CHAPTER ONE
Claire Lake, Oregon
The Greer mansion sat high on a hill, overlooking the town and the ocean. To get to it from downtown, you had to leave the pretty shops and the creaking seaside piers and drive a road that wound upward, toward the cliffs. You passed the heart of Claire Lake, the part of town where the locals lived and the tourists didn’t usually go. You passed a grid of shops and low apartment blocks, local diners and hair salons. On the outskirts of town, you passed newer developments, built between the foot of the cliffs and the flat land on the edge of the inland lake that gave the town its name.
The land was too wet and rocky to keep building, so the newer developments tapered off into woods and two-lane roads.
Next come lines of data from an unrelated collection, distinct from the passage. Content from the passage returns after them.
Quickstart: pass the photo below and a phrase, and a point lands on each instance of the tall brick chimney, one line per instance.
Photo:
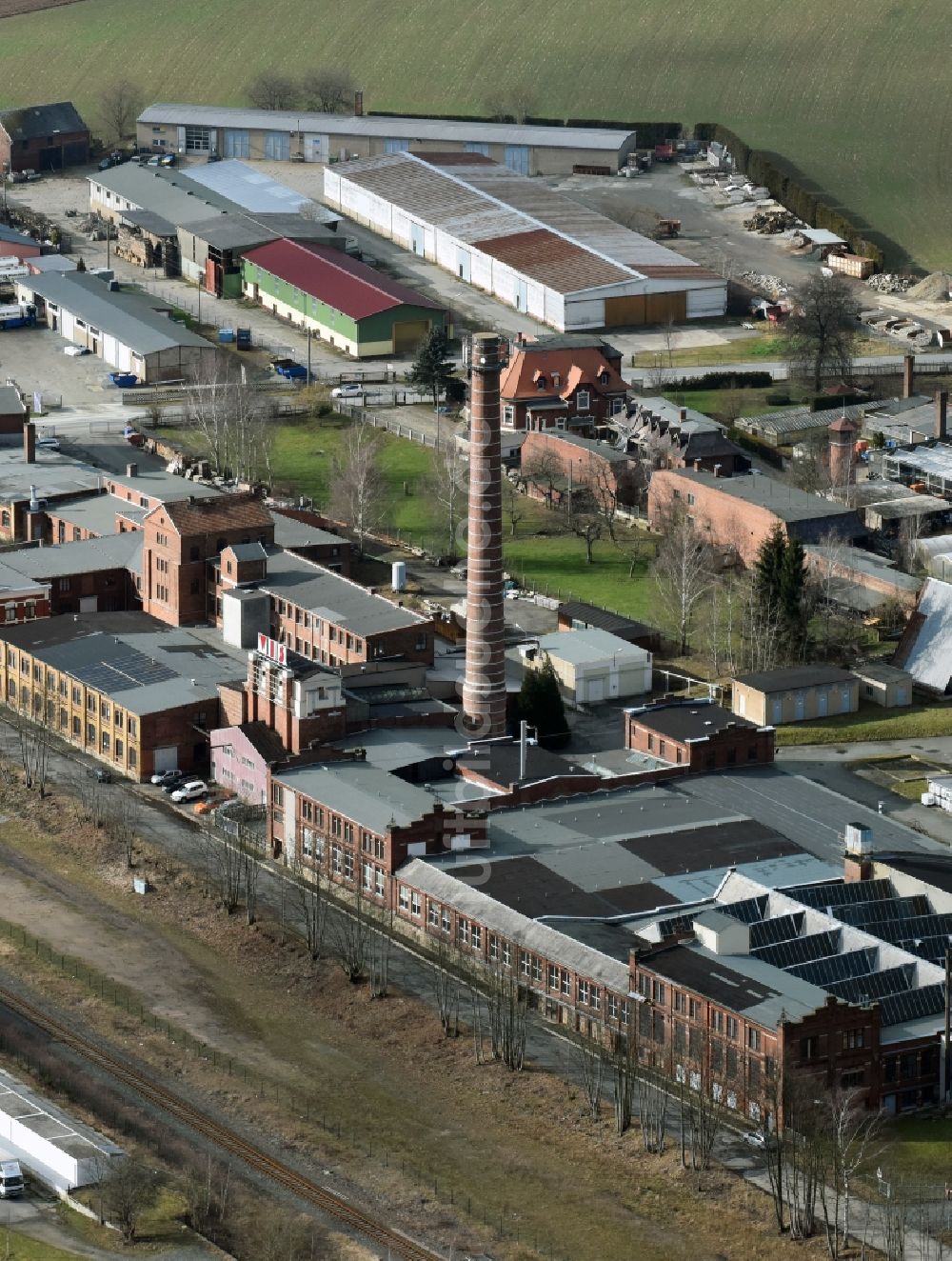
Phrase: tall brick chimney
(908, 374)
(485, 680)
(941, 430)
Along the west edge of the lake were homes built in the seventies, squat shapes in brown brick and cream siding, the gardens neatly kept for over forty years by people who had never moved away. Past those houses, around the other edges of the lake, there was nothing but back roads, used only by hikers, hunters, fishermen, and teenage kids looking for trouble. In the seventies, the houses along the lake were for the up-and-coming ones, the people with good jobs. Everyone else lived in town. And if you were rich, you lived on the hill.
The road climbed on the north side of the lake. The houses were set far apart here for privacy, and the roads were kept narrow and uneven, as if trying to keep outsiders away. The wealthy had come to Claire Lake in the twenties, when the town was first created, looking for a place that was scenic, secluded, and cheap to build big houses. They brought their money from Portland and California and settled in. Some of the houses sat empty after the stock market crash, but they filled up again during the boom after World War II. The people who lived here called the neighborhood Arlen Heights.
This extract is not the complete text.